What's on Los Angeles | Index


by Jody Zellen

February 17, 2022


Hung Liu
Rainbow: In Memory of Hung Liu
Walter Maciel Gallery
January 8 - March 5, 2022


Hung Liu

Hung Liu passed away from pancreatic cancer on August 7, 2021. Just prior to her death, the exhibition Hung Liu: Golden Gate opened at the de Young Museum in San Francisco where it remains on view through August 7, 2022. The exhibition at the de Young includes a reproduction of her seminal work, Resident Alien from 1988, enlarged to span an entire wall. The painting depicts Liu's own Green Card inscribed with the name "Cookie, Fortune" and remains one of Liu's most well known works. A Chinese immigrant, Liu was formally trained in the social realist style of the Chinese Communist Party, yet through her graduate work at the University of California, San Diego begun in 1984 (she came to the United States to study at the age of 36), she started to use her art to explore stories of immigration. Since the mid 1990s, she was a professor at Mills College in Oakland, CA.

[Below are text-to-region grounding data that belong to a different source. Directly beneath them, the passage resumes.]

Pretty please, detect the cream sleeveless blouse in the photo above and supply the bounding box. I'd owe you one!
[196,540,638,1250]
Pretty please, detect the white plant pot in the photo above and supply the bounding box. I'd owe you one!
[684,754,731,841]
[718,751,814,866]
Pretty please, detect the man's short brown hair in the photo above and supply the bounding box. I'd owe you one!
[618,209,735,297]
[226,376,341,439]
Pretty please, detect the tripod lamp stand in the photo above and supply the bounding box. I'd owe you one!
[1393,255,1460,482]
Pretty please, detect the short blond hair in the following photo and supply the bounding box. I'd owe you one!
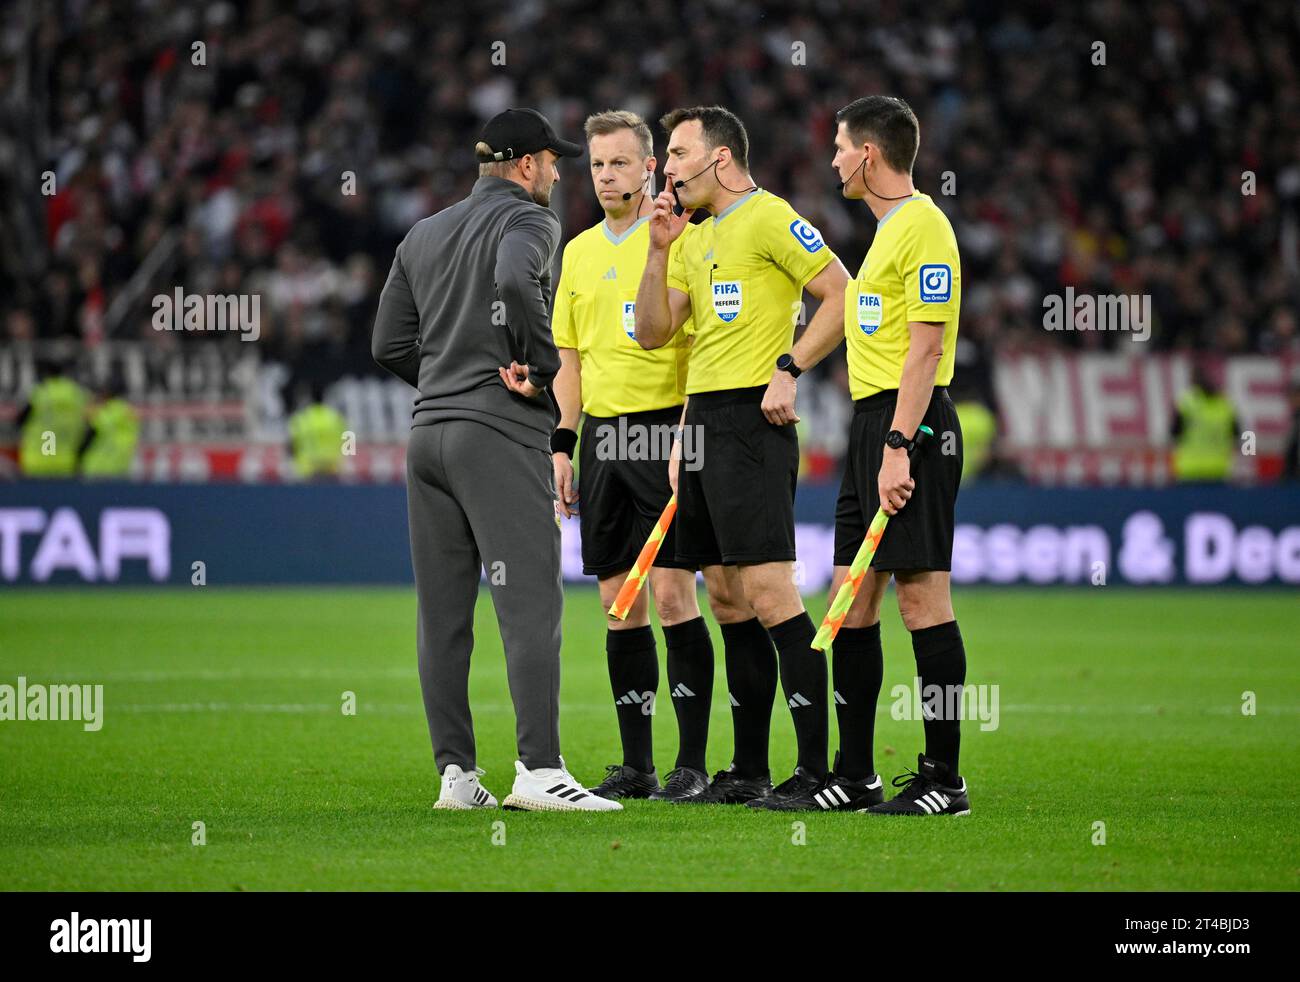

Liu had her first solo show at Walter Maciel Gallery in 2006 and he continued to support and champion her work, giving her solo exhibitions every few years. It was fitting for Maciel to host an exhibition to honor her memory and celebrate her career. A gracious wall text by Jeff Kelley, Liu's husband and studio manager, serves as the introduction to the exhibition and informs viewers that Liu's mother passed away from pancreatic cancer ten years before Liu succumbed to the same illness. Liu returned home to visit her ailing mother and created a suite of fifty-one small paintings a year after she passed. This body of work, titled To Live is on view as an homage to both mother and daughter.

Presented in groups on horizontal bands of color representing the rainbow, the paintings take viewers on a journey of remembrance. The To Live paintings are juxtaposed with other works that span Liu's career ranging from video to paintings on hand-made ceramic tiles, as well as examples from her Unthinkable Tenderness series that feature paintings inspired by Dorothea Lange photographs, like the large-scale enigmatic depiction of 'the migrant mother' in In the Camp II (2016).

Though bittersweet, the paintings that make up To Live call attention to everyday life, things taken for granted or overlooked, while bringing significance to that which is left behind. Liu began this series, working from photographs of things left in her mother's Beijing apartment including a bulb of garlic, bowls and jars of food, a shower stool, a power strip and other personal objects found in her home. Liu painted these things in close-up — cropping in on the objects so they fill the frame— quickly and expressively with large sweeping brush strokes. She created one 12 x 12 inch painting a day. Together, they become a portrait of a person as defined by the things that surrounded her. The painting To Live 33 depicts an empty bed and is followed by an image of a hospital monitor with flat lines. It is here that the sequence shifts from a celebration of life to the reality of death. The next two images illustrate the blackness and feelings of loss (To Live 34 (II): Blackness, January 28, 2012 and To Live 34 (III): Circle on Black, January 28, 2012). Liu then moves on to the process of mourning as depicted by the remaining paintings of lit, flickering candles. It is impossible to view these works and not wonder how they relate to Liu's own collection of objects and to see the lighted candles as a tribute to the spirit of the artist.

Three videos, a medium Liu was not necessarily known for, complement the To Live paintings as meditations on life and death. Projected in a darkened room is the short loop Between Sky and Earth (2013). In this mesmerizing piece, Liu cycles through a continuous grid of twenty images that morph from cloud-filled skies, to lit candles and road kill featuring birds and deer, as well as the amazing shapes of the citrus fruit known as Buddha’s hand. Based on snapshots Liu took with her cellphone before her mother's passing, the work, especially now, is a powerful meditation on life and death. During the less than four minute duration of Black Rain (2013) dark drips slowly cover a screen obscuring the orange glow of a cloud filled sky. The 4:49 minute Red Candle (2013) also complements the candle paintings in To Live. In this video, Liu filmed a flame of a burning candle against a deep black void, while focusing on the disappearing wick and melting red wax. Again, given that the exhibition is a tribute to the artist, this work also symbolizes the trajectory of life to death.

While Rainbow: In Memory of Hung Liu only presents a selection of works from Liu's long and varied career, it gives viewers plenty to think about and is a fitting tribute to an artist whose life was sadly cut short just when she was reaching her prime.